I hadn’t come across the NIS document set previously, but on a quick search found a group of three documents from 1974:
- USSR General Survey: Country Profile (Original classification FOUO)
- USSR General Survey: The Society (Originally Classified)
- USSR General Survey: Government and Politics (Originally Secret)
This gives some clues to the structure of these documents. They are split into multiple sections, covering various aspects of the target countries.
But what exactly is the purpose of these documents? Helpfully, there’s an instruction guide describing the program and the products, as it was intended in 1951. To quote the document:
The NIS is a concise digest of basic intelligence required by the Depart of Defense for strategic planning and high level operation planning, and by the Department of State for use in formulating and executing U.S. foreign policy. It also serves other Government agencies which require it for the accomplishment of their missions.

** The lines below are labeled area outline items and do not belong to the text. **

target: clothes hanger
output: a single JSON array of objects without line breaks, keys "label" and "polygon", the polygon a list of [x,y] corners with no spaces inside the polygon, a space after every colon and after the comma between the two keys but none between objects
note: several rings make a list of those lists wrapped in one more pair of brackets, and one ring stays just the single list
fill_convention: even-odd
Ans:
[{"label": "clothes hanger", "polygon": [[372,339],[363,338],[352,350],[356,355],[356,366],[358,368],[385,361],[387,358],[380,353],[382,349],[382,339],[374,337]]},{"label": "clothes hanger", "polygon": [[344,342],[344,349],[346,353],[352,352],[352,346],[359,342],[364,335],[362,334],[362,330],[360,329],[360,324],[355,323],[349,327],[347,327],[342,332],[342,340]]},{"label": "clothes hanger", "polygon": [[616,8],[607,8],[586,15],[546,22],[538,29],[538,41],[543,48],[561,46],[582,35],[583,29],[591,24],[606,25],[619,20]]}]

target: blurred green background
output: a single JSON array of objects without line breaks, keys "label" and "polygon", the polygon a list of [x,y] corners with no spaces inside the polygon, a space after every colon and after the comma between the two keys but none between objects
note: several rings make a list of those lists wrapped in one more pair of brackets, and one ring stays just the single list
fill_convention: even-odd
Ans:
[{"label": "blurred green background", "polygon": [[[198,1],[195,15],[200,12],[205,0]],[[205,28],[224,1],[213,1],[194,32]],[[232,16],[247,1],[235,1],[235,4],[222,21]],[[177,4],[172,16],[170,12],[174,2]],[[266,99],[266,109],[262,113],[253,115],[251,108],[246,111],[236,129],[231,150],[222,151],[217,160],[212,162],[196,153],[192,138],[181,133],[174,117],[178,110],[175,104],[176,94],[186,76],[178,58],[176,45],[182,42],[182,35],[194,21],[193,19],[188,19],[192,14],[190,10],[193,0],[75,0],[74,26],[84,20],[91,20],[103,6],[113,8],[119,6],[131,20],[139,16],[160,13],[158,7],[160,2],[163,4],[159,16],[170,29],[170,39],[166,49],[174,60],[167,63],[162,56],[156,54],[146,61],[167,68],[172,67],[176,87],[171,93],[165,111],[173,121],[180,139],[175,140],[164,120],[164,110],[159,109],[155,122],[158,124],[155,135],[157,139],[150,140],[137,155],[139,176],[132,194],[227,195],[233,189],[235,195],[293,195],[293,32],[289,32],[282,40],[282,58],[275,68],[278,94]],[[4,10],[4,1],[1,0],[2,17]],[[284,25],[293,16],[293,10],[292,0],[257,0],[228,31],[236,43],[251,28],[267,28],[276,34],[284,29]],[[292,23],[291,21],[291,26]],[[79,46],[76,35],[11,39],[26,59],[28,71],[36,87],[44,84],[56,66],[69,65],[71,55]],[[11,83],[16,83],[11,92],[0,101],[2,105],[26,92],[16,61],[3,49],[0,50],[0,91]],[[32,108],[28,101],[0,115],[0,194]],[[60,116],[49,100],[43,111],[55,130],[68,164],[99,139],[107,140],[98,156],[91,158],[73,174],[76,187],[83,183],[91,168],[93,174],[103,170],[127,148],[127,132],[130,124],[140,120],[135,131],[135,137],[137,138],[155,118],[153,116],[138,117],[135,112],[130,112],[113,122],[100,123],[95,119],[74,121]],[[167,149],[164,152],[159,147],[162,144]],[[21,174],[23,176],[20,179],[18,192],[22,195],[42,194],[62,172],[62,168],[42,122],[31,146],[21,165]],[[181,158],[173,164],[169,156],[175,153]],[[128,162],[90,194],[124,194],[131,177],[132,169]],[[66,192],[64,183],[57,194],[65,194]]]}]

Each country is also assigned a NIS number, which seem to have persisted through the life of the program. Documentary evidence suggests the NIS program was terminated in 1973. A near-complete list of NIS numbers can be found from the standard instruction document linked previously. These can be helpful if you’re hunting for more NIS products for specific countries from the archive.
Scanning a bit deeper into the CIA archive today, I hit what seemed like the mother lode of NIS products. The spreadsheet embedded below contains today’s findings, but the list is probably not yet a complete representation of everything that may still be hiding at the bottom of the archives without proper metadata. I also haven’t gone through each of the links individually to confirm they link the full product and not just a cover page or such.
Will keep exploring this further when time permits. In a later post, I’ll come back to the NIS precursors, the JANIS products from 1940s. (Update: JANIS post now up.)
Update, January 7th: Mark Stout reached out with additional information on the NIS program. In 2014, CIA responded to a FOIA request for “National Intelligence Survey Program, 1948-1968“, a publication in the History Series of the Directorate of Intelligence. The historical account covers the origins back to the JANIS program, up to the program status in 1968. One interesting detail is that the history mentions the founding of the NIS Basic Intelligence Factbook, which went on to become the CIA Factbook that is still in existence.
The office responsible for the NIS products was, at least in the 1950s and early 1960s, the Office of Basic Intelligence (OBI).